Peer-review completion

AR: Author's response | RR: Referee report | ED: Editor decision

AR by Sylvain Bouillon on behalf of the Authors (02 Feb 2015) Author's response

ED: Referee Nomination & Report Request started (18 Feb 2015) by Daniel Feltham

RR by Anonymous Referee #2 (23 Feb 2015)

RR by Anonymous Referee #1 (01 Mar 2015)

Suggestions for revision or reasons for rejection

The manuscript is much improved over the initial submission and the authors have made detailed and well thought out responses to our many comments.
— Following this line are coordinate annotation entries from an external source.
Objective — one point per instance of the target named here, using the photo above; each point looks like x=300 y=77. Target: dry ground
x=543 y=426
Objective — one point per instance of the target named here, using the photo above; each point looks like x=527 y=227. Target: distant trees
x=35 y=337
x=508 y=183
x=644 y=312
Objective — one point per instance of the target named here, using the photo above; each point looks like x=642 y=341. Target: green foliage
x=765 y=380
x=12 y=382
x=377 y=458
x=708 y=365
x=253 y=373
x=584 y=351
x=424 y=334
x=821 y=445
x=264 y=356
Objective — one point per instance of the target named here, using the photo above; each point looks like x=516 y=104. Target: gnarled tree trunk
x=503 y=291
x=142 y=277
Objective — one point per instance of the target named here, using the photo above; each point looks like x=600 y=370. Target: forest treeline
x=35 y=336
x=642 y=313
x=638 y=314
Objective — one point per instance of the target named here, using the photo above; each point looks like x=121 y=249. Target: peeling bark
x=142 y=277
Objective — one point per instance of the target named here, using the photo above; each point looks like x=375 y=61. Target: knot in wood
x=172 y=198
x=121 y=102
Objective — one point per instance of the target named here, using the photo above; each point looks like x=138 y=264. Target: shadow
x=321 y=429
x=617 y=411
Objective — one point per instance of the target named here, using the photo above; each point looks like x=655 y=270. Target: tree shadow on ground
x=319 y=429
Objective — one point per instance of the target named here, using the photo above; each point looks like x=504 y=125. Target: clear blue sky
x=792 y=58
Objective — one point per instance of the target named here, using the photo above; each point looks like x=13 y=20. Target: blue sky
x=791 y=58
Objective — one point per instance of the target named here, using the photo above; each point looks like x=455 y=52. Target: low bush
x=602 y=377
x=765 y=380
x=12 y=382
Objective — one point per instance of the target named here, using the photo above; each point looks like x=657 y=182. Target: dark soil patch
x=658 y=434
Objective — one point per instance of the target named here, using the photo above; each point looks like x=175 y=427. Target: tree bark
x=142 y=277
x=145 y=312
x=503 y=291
However I still do not accept that the spatial scale of the measurement is unchanged using your kernel smoother. The fact that the shear does not change with n in your artificial example doesn’t change the fact that you use a larger area to estimate the deformation for all cells that are smoothed equal to the total area of the triangles used in the smoothing. The deformation patterns seen in Figures 7-9 have many features that do not appear to be LKF’s and even the LKF’s that are apparent may not be as linear as you assume (see the comments from reviewer 2). There are some areas with generalized deformation and with nothing linear about them so that the area used must play an important roll in the deformation estimates in these areas. This means you need to keep track of the actual area used for each filtered deformation estimate and also account for the fact that the deformation from adjacent triangles are not at all independent. Estimates from overlapping kernels should be discarded for the purposes of the scaling analysis. This may or may not change some of your conclusions about the scaling relationships.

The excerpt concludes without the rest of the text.